Another aspect that distinguishes the widebody and narrowbody markets, according to Botto, is the longer waiting times for the former. EFW is also active in the wide-body aircraft market, handling aircraft such as the A330.

This is due not only to the completion time (three months for a narrow body versus six months for a wide body) but also to market dynamics.

Because narrow-body P2F aircraft require much lower capital commitments, the market is more vulnerable to short-term and more speculative movements by a variety of operators. While the much higher capital commitments for wide bodies limit the market to a small number of large operators who plan their fleet commitments at least five to ten years in advance.
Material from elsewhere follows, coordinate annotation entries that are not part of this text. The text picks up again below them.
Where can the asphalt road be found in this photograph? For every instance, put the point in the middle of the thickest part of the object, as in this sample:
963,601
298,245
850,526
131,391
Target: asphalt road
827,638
Bhutto also highlighted another factor driving demand for cargo aircraft, especially wide-body aircraft. It has been expected that within a decade the belly capacity of regular aircraft will be less than it is at present. This is because parts of the long-haul passenger market, especially in the North Atlantic, have been taken over by extended-range narrow-body aircraft, such as the A321LR and XLR, with less cargo capacity.

Production cycles in the industry are long. For example, the capacity at EFW is fully booked until 2026. However, this is something that has already been anticipated by big players in the shipping and logistics industry, prompting them to invest accordingly.